Le renforcement lors du contrôle technique, du contrôle des émissions de polluants atmosphériques émanant de l’échappement de véhicules

À compter du 1er janvier 2019  entrent en vigueur  les deux arrêtés du 21 décembre 2017 relatifs au renforcement, lors du contrôle technique, du contrôle des émissions de polluants atmosphériques émanant de l’échappement des véhicules. Le premier concerne les véhicules lourds et , le second, les véhicules  légers. Concernant les véhicules légers,  certaines dispositions renforçant lors du contrôle technique, le contrôle des émissions polluantes ont été reportées au 1er juillet 2019, par un arrêté du 20 décembre 2018.

De manière générale, ces arrêtés prévoient une généralisation, pour les véhicules diesel, du contrôle de l’opacité des fumées conformément à la norme NF R10-025 :2016.

L’entrée en vigueur de mesures restrictives concernant les produits phytopharmaceutiques

Plusieurs dispositions concernant les produits phytopharmaceutiques sont entrées en vigueur en ce début d’année. Parmi ces mesures figurent l’interdiction de vente des pesticides à des jardiniers amateurs, comme leur détention et leur utilisation.  Néanmoins, ceux-ci peuvent continuer à se servir de pesticides de biocontrôle, à faible risque ou utilisables en agriculture biologique.

S’applique également depuis le début d’année l’interdiction de mettre ces produits en libre-service pour les non professionnels, et l’interdiction de réaliser de la publicité pour certains produits. Cependant, concernant ces dernières mesures le décret d’application est toujours attendu.

 

L’entrée en vigueur de certaines dispositions issues des ordonnances travail en matière de pénibilité au travail

Les employeurs d’au moins 50 salariés, ou celles appartenant à un groupe dont l’effectif comprend au moins 50 salariés, en vertu de la cinquième des ordonnances réformant le code du travail, doivent depuis le 1er janvier 2019, engager une négociation d’un accord en faveur de la prévention des effets de l’exposition aux facteurs de risques professionnels dans deux cas :

  • S’ils emploient au moins 25% de personnes exposées à des facteurs de pénibilité
  • Si leur sinistralité au titre des accidents du travail et des maladies professionnelles est supérieure à 25% de leur effectif.

Une dérogation est prévue à cette obligation quand un accord de branche couvre déjà la matière et que l’entreprise compte entre 50 et 300 salariés.
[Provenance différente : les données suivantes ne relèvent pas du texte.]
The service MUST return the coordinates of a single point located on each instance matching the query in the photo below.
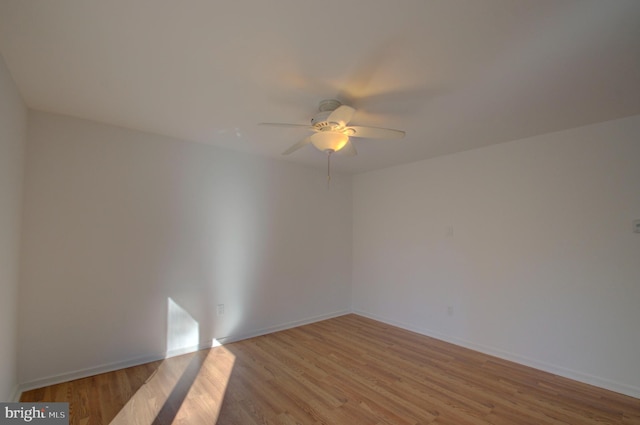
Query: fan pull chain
(329, 168)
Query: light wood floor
(348, 370)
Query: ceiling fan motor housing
(319, 121)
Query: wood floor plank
(346, 370)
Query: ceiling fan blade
(280, 124)
(298, 145)
(342, 114)
(348, 149)
(376, 133)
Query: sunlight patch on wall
(183, 333)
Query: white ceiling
(455, 74)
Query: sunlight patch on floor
(188, 388)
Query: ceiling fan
(332, 132)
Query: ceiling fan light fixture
(329, 141)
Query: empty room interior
(339, 212)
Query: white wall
(13, 129)
(530, 243)
(123, 227)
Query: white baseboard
(282, 327)
(585, 378)
(86, 372)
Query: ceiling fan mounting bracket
(329, 105)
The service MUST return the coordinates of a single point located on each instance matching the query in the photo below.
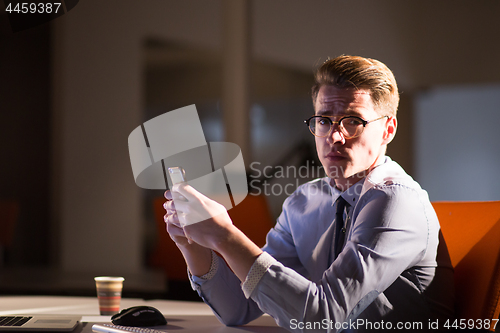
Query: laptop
(38, 323)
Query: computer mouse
(139, 316)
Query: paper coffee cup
(109, 294)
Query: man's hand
(204, 220)
(197, 257)
(208, 224)
(171, 219)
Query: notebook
(38, 323)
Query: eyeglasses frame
(364, 122)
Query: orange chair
(472, 233)
(251, 216)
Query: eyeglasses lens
(350, 127)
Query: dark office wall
(24, 138)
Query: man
(358, 250)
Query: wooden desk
(182, 316)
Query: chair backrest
(472, 233)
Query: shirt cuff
(257, 271)
(214, 265)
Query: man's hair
(346, 72)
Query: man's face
(348, 160)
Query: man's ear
(391, 126)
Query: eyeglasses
(350, 126)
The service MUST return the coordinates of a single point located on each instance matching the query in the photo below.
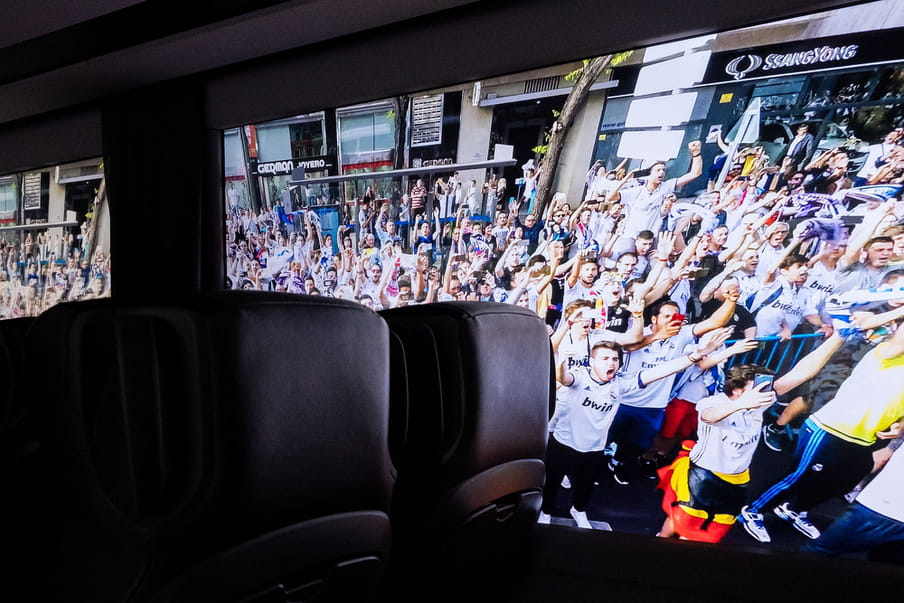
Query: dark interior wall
(155, 164)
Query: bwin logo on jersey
(735, 69)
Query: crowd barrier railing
(775, 354)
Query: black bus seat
(468, 437)
(226, 447)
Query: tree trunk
(400, 106)
(559, 134)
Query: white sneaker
(580, 517)
(753, 523)
(798, 520)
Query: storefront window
(365, 133)
(307, 139)
(54, 238)
(891, 84)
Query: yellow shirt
(868, 401)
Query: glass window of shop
(54, 238)
(366, 142)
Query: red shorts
(680, 420)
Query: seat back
(227, 447)
(469, 432)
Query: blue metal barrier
(775, 354)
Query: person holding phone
(644, 203)
(640, 416)
(705, 490)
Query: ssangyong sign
(781, 59)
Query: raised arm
(696, 164)
(807, 367)
(720, 317)
(863, 232)
(666, 369)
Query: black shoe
(648, 468)
(774, 437)
(619, 473)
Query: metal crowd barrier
(775, 354)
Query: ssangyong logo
(742, 65)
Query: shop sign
(821, 53)
(286, 166)
(418, 162)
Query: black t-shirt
(741, 320)
(617, 319)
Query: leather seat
(471, 396)
(227, 447)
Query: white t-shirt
(643, 206)
(884, 494)
(586, 408)
(823, 282)
(769, 257)
(748, 283)
(579, 291)
(728, 445)
(693, 383)
(791, 305)
(658, 393)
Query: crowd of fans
(38, 271)
(640, 290)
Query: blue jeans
(823, 466)
(859, 530)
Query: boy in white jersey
(588, 402)
(705, 490)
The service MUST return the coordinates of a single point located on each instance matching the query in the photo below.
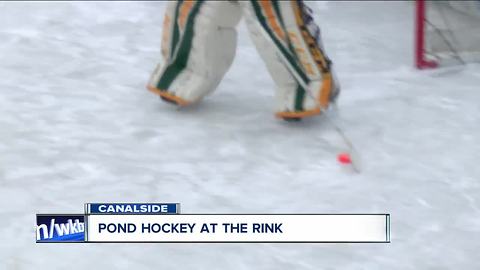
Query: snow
(77, 125)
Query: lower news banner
(56, 228)
(162, 223)
(239, 228)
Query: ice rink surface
(77, 125)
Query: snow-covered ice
(77, 125)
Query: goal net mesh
(452, 31)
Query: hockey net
(447, 33)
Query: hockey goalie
(199, 42)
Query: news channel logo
(60, 228)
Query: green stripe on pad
(181, 59)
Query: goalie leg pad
(289, 42)
(198, 46)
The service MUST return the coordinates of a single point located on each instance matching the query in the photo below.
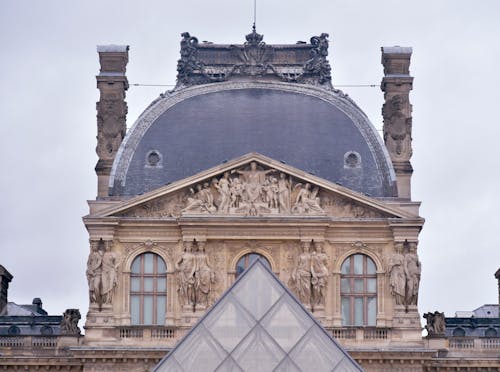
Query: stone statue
(404, 274)
(101, 273)
(397, 278)
(223, 186)
(94, 272)
(186, 269)
(69, 323)
(301, 275)
(436, 325)
(305, 200)
(318, 64)
(253, 180)
(204, 276)
(284, 188)
(412, 272)
(319, 273)
(109, 276)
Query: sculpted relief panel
(252, 190)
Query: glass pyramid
(257, 325)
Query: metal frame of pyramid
(257, 325)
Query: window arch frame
(351, 294)
(246, 256)
(157, 296)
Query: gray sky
(48, 92)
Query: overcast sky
(48, 63)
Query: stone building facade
(255, 154)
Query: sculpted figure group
(195, 275)
(253, 192)
(101, 273)
(309, 277)
(405, 278)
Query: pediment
(257, 186)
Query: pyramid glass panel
(316, 352)
(258, 352)
(286, 323)
(229, 365)
(257, 292)
(257, 325)
(200, 352)
(287, 365)
(229, 322)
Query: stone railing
(147, 332)
(467, 343)
(38, 342)
(362, 333)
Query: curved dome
(315, 130)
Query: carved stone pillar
(111, 110)
(396, 111)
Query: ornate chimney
(5, 279)
(111, 110)
(396, 111)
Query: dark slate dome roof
(316, 130)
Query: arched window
(148, 290)
(358, 291)
(247, 260)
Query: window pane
(148, 310)
(135, 310)
(372, 311)
(358, 311)
(372, 285)
(161, 284)
(160, 310)
(345, 285)
(148, 263)
(358, 264)
(162, 268)
(346, 311)
(136, 265)
(370, 266)
(346, 266)
(135, 284)
(358, 286)
(148, 284)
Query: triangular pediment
(257, 325)
(253, 185)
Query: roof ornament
(318, 64)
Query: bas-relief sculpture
(101, 273)
(195, 276)
(253, 191)
(436, 325)
(255, 59)
(404, 278)
(69, 323)
(309, 277)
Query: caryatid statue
(300, 279)
(186, 269)
(101, 272)
(319, 274)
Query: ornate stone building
(255, 154)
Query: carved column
(396, 111)
(111, 110)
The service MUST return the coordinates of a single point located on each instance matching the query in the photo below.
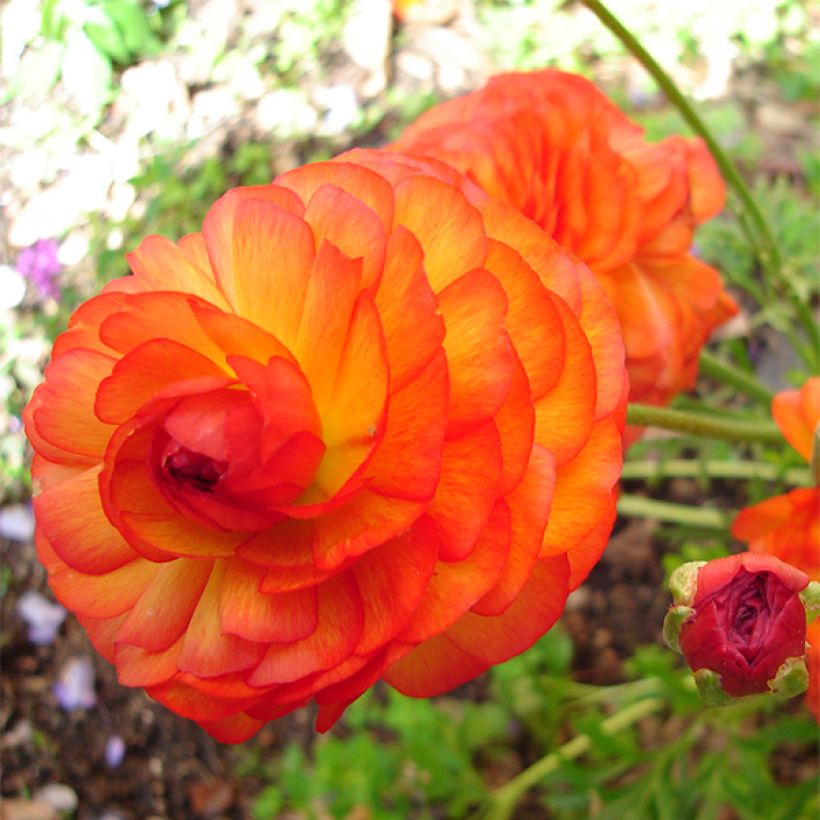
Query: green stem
(636, 506)
(758, 232)
(687, 468)
(727, 373)
(644, 415)
(504, 800)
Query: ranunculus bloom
(747, 620)
(366, 424)
(554, 147)
(788, 526)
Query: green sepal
(710, 688)
(675, 618)
(683, 582)
(792, 678)
(810, 597)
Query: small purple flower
(75, 688)
(42, 617)
(114, 751)
(40, 265)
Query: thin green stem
(689, 468)
(636, 506)
(696, 424)
(757, 228)
(504, 800)
(727, 373)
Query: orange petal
(160, 265)
(364, 522)
(433, 667)
(554, 267)
(363, 184)
(585, 555)
(457, 586)
(583, 489)
(256, 616)
(451, 234)
(271, 258)
(103, 596)
(206, 650)
(797, 414)
(515, 422)
(219, 224)
(413, 330)
(237, 336)
(162, 614)
(349, 225)
(339, 630)
(532, 320)
(563, 416)
(140, 667)
(196, 705)
(147, 316)
(148, 370)
(468, 488)
(84, 325)
(602, 329)
(479, 353)
(535, 609)
(407, 463)
(475, 643)
(392, 580)
(529, 505)
(332, 291)
(74, 523)
(61, 422)
(232, 729)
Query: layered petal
(366, 424)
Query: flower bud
(741, 626)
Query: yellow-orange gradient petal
(365, 424)
(555, 148)
(797, 414)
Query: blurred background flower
(40, 265)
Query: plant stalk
(687, 468)
(636, 506)
(644, 415)
(504, 800)
(756, 228)
(722, 371)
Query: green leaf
(108, 41)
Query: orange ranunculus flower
(788, 526)
(366, 424)
(554, 147)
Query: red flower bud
(747, 621)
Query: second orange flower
(554, 147)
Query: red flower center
(195, 470)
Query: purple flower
(41, 616)
(75, 688)
(40, 265)
(114, 751)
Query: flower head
(788, 526)
(39, 264)
(741, 625)
(366, 424)
(553, 146)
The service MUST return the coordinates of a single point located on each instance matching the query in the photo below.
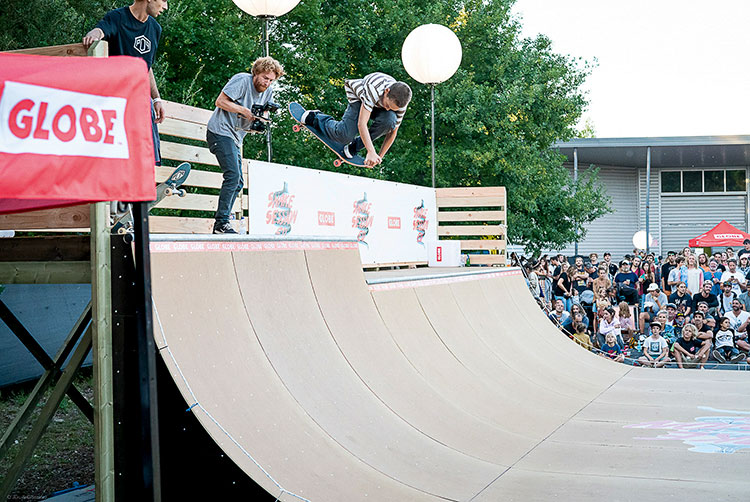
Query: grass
(65, 453)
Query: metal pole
(575, 189)
(432, 131)
(648, 196)
(268, 53)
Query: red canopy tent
(721, 235)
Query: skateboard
(171, 186)
(296, 110)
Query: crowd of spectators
(683, 309)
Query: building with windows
(694, 183)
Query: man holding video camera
(244, 105)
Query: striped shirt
(369, 91)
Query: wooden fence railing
(477, 217)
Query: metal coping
(204, 243)
(436, 279)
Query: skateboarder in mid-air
(377, 97)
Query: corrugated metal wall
(612, 232)
(685, 217)
(673, 220)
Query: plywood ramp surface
(323, 389)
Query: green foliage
(496, 119)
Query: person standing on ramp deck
(378, 97)
(230, 122)
(133, 31)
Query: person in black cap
(745, 250)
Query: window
(692, 181)
(714, 181)
(670, 182)
(700, 181)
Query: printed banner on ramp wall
(392, 221)
(74, 130)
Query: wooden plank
(58, 249)
(197, 178)
(187, 153)
(485, 244)
(486, 259)
(470, 192)
(471, 216)
(180, 225)
(55, 50)
(196, 202)
(182, 129)
(446, 230)
(45, 272)
(60, 218)
(491, 201)
(186, 113)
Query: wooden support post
(49, 378)
(45, 417)
(101, 298)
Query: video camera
(263, 111)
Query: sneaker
(223, 228)
(348, 153)
(308, 118)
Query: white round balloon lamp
(431, 54)
(266, 10)
(639, 240)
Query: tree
(496, 119)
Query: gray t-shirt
(241, 90)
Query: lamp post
(431, 54)
(266, 10)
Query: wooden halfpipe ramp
(322, 388)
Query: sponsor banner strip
(229, 246)
(428, 281)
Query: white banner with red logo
(393, 222)
(74, 130)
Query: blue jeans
(345, 131)
(155, 135)
(567, 301)
(230, 160)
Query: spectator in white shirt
(734, 276)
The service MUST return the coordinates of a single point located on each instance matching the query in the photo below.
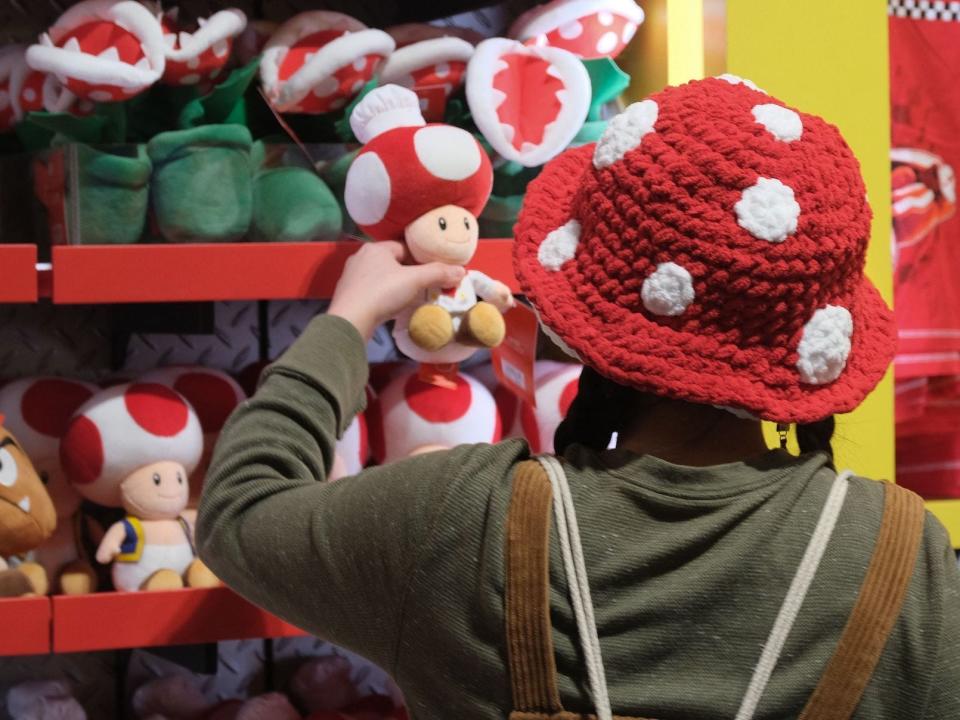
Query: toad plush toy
(27, 517)
(134, 446)
(425, 185)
Si au terme de la négociation, aucun accord n’est conclu, un procès-verbal de désaccord est établi. L’employeur doit alors arrêter, au niveau de l’entreprise ou du groupe, un plan d’action relatif à la prévention des effets de l’exposition aux facteurs de risques professionnels. En cas de non-respect une pénalité est encourue par l’employeur.

L'entrée en vigueur des nouvelles conditions de publication des instructions et circulaires

Le décret du 28 novembre 2018 relatif aux conditions de publication des instructions et circulaires entre en vigueur le 1er janvier 2019. Il vient modifier le régime de publication des instructions et circulaires et détermine les conditions dans lesquelles elles sont réputées abrogées. Ainsi, elles le sont si elles n’ont pas été publiées dans un délai de quatre mois à compter de leur signature. Ce texte précise également les modalités, selon lesquelles les documents émanant des services centraux et déconcentrés de l’Etat doivent être publiés, pour être opposables à l’administration, en particulier les sites ministériels sur lesquels ils sont recensés. Ce décret ajoute également que les circulaires et instructions signées avant le 1er janvier 2019 sont réputées abrogées au 1er mai 2019 si elles n’ont pas, à cette dernière date, été publiées sur les supports visés par ce décret.